Amelia

  Reżyseria: Jean- Pierre Jeunet

Mała Amelia (Audrey Taotou), śliczna dziewczynka, potem kobieta mieszka w Paryżu. Jej celem w życiu jest uszczęśliwianie ludzi. Kiedy znajduje za kafelką pudełeczko z zabawkami z dzieciństwa, postanawia odnaleźć właściciela. Widząc łzy wzruszenia właściciela, postanawia dalej czerpać przyjemność z szczęścia innych. Ale Amelia też jest człowiekiem, który potrzebuje szczęścia, wtedy pojawia się mężczyzna.

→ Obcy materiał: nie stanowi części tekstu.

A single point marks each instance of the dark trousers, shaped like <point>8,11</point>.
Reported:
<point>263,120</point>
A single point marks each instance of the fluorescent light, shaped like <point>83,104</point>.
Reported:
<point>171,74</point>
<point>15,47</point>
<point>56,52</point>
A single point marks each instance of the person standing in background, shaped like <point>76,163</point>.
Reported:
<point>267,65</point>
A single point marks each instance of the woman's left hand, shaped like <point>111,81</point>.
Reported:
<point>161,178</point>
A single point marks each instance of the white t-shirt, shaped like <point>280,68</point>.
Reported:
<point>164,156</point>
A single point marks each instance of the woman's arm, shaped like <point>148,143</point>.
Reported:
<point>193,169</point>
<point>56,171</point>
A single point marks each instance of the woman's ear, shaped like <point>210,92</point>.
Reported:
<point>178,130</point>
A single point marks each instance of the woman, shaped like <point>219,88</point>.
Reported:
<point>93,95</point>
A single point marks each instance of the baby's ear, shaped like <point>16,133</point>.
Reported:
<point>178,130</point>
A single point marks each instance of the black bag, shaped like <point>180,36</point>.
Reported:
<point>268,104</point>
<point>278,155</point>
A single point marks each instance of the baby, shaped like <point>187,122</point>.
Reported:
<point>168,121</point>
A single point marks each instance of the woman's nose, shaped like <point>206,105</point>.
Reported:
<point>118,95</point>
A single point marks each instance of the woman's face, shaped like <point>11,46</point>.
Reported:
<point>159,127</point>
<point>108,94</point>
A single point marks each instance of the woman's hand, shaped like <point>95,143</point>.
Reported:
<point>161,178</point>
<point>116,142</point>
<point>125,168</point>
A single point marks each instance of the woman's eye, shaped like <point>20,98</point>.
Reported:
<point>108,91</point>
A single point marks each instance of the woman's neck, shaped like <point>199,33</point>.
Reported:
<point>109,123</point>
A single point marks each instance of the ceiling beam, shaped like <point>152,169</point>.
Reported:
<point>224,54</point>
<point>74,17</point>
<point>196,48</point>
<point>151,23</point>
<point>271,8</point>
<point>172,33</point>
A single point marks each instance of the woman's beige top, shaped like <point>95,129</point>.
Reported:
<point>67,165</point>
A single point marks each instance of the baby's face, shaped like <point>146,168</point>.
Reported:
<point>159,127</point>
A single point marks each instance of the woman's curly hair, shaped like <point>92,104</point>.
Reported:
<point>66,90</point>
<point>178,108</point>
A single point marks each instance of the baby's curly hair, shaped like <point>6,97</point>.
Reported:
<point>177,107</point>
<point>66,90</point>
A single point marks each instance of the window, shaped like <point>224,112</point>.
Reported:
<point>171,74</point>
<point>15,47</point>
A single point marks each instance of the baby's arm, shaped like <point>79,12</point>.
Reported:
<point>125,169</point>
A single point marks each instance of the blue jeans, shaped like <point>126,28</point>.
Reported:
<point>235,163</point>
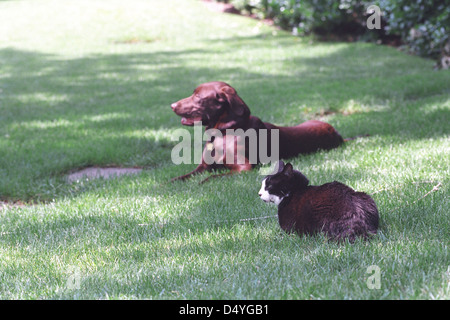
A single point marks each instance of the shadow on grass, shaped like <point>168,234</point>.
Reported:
<point>115,109</point>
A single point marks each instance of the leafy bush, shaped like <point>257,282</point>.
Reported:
<point>423,25</point>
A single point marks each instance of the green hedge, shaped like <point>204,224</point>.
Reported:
<point>422,25</point>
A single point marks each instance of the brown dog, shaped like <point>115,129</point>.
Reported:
<point>218,106</point>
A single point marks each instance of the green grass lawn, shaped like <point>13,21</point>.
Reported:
<point>91,82</point>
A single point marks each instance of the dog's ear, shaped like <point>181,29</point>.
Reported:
<point>237,105</point>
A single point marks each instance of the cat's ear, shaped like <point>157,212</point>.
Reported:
<point>288,170</point>
<point>280,165</point>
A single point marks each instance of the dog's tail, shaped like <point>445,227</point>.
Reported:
<point>356,137</point>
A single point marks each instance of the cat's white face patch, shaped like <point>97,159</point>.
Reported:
<point>266,196</point>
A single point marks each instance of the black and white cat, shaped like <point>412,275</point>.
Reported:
<point>333,208</point>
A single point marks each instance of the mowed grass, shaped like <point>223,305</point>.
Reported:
<point>91,82</point>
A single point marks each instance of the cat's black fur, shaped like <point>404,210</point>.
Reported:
<point>333,208</point>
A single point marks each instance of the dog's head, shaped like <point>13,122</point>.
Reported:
<point>215,104</point>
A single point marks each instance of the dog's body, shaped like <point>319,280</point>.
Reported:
<point>217,105</point>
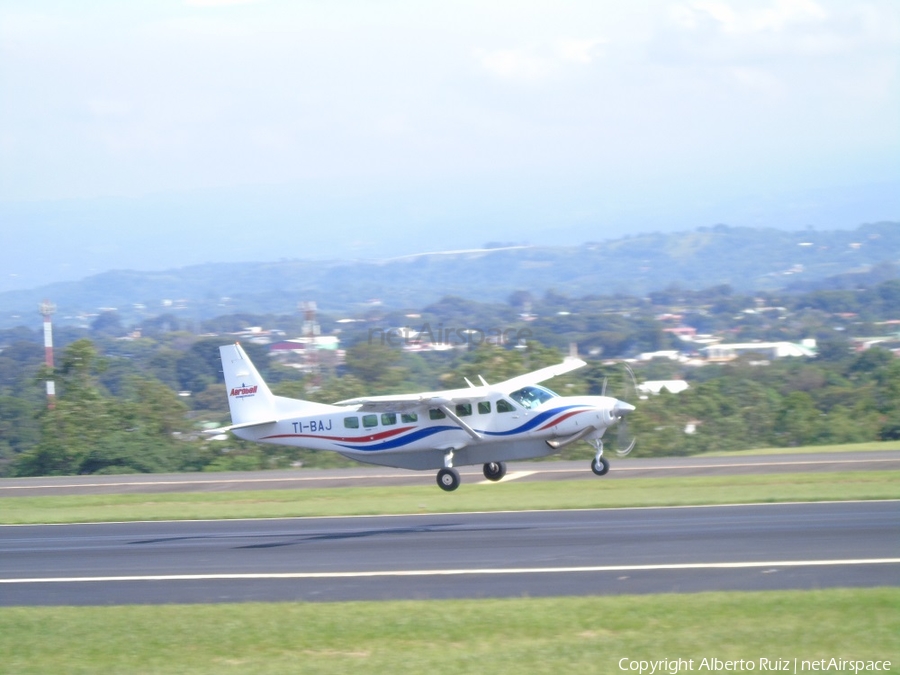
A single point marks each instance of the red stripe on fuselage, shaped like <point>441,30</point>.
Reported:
<point>347,439</point>
<point>562,418</point>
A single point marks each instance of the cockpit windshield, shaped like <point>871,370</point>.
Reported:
<point>532,396</point>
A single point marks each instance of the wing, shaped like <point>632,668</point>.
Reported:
<point>405,402</point>
<point>536,376</point>
<point>398,402</point>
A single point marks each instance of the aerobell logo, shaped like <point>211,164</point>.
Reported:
<point>243,391</point>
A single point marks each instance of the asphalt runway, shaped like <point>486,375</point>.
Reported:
<point>359,476</point>
<point>469,555</point>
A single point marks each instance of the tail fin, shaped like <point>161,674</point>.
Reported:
<point>249,398</point>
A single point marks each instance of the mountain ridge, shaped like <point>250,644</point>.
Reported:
<point>748,259</point>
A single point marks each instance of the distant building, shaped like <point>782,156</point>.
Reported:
<point>770,350</point>
<point>656,386</point>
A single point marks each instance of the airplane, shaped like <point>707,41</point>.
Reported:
<point>482,424</point>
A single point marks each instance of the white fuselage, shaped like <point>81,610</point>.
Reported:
<point>504,430</point>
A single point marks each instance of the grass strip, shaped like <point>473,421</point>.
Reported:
<point>578,494</point>
<point>522,635</point>
<point>807,449</point>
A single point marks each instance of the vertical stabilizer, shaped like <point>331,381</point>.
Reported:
<point>249,398</point>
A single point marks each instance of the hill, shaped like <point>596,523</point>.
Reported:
<point>747,259</point>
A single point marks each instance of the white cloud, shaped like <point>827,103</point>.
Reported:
<point>516,64</point>
<point>778,16</point>
<point>578,51</point>
<point>537,62</point>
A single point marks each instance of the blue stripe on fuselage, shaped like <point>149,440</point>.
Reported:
<point>535,421</point>
<point>392,443</point>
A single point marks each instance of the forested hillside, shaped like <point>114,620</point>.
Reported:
<point>135,397</point>
<point>746,259</point>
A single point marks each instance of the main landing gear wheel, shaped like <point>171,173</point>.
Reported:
<point>600,466</point>
<point>448,479</point>
<point>494,470</point>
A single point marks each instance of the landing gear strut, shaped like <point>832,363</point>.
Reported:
<point>494,470</point>
<point>599,465</point>
<point>448,479</point>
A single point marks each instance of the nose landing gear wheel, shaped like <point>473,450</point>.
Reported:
<point>600,466</point>
<point>494,470</point>
<point>448,479</point>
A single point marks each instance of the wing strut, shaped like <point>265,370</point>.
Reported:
<point>462,425</point>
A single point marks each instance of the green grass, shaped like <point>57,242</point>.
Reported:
<point>577,494</point>
<point>545,635</point>
<point>807,449</point>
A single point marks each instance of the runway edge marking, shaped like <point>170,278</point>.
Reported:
<point>460,572</point>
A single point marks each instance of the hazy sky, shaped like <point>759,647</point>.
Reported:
<point>157,133</point>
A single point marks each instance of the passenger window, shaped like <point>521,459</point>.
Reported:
<point>504,406</point>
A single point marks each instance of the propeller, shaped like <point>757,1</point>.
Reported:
<point>625,439</point>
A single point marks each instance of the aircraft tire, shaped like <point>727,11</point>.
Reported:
<point>494,470</point>
<point>600,467</point>
<point>448,479</point>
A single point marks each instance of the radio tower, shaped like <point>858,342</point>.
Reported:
<point>47,308</point>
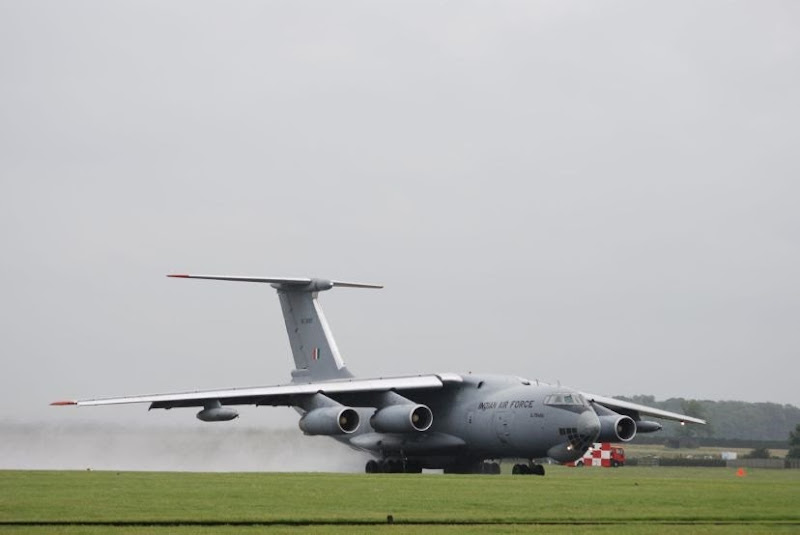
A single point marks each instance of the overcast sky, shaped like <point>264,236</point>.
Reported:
<point>599,193</point>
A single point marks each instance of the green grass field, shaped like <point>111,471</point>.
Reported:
<point>630,499</point>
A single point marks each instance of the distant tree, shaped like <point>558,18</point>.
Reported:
<point>757,453</point>
<point>794,443</point>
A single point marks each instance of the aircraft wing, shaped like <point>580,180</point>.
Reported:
<point>279,394</point>
<point>624,407</point>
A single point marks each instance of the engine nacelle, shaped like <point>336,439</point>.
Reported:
<point>330,421</point>
<point>217,414</point>
<point>646,426</point>
<point>402,418</point>
<point>616,428</point>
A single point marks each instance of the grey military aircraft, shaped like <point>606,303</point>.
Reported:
<point>463,423</point>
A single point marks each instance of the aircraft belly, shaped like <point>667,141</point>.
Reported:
<point>417,443</point>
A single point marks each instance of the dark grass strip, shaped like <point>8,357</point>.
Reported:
<point>300,523</point>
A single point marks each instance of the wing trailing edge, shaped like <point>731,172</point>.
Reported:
<point>618,404</point>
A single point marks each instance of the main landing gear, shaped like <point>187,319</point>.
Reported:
<point>528,469</point>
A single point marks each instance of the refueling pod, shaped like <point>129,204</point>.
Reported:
<point>215,412</point>
<point>402,418</point>
<point>647,426</point>
<point>330,421</point>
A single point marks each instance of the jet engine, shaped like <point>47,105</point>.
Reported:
<point>616,428</point>
<point>330,421</point>
<point>217,414</point>
<point>402,418</point>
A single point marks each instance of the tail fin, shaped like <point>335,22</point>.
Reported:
<point>316,357</point>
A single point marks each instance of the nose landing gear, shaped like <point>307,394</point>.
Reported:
<point>528,469</point>
<point>392,466</point>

Raz obejrzałam to w oryginale, teraz po polsku by bardziej zrozumieć sens niektórych scen. Film jak na komedię romantyczną jest dość nietypowy o niezwykłej fabule, niemal baśniowej. Z każdą sceną akcja coraz bardziej nas zadziwia i intryguje. Trudno przewidzieć co będzie dalej. Przez to ten film jest taki niezwykły. Główna postać jest po prostu urocza, ten przecudny uśmiech, który jest zniewalający. Zmieniła życie wielu osobom, chyba na lepsze. Może poza jednym grubasem z targu, ale jak uznała widocznie na to zasłużył. Głównie przy nim było dużo śmiechu. Bardzo ciekawa mieszanka scen i też ważną rolę odgrywał telewizor. Jestem pod wrażeniem, kiedy poznałam filmografię Audrey Tautou. Tu taka słodka i niewinna, a w innym filmie nie mogłam jej znieść, bo była łatwą panienką lekkich obyczajów. No i zagrała też główną rolę żeńską w Kodzie… Zaintrygowała mnie. Jeszcze się zastanowię czy nie dodam jej do listy obserwowanych, trochę filmów na koncie ma.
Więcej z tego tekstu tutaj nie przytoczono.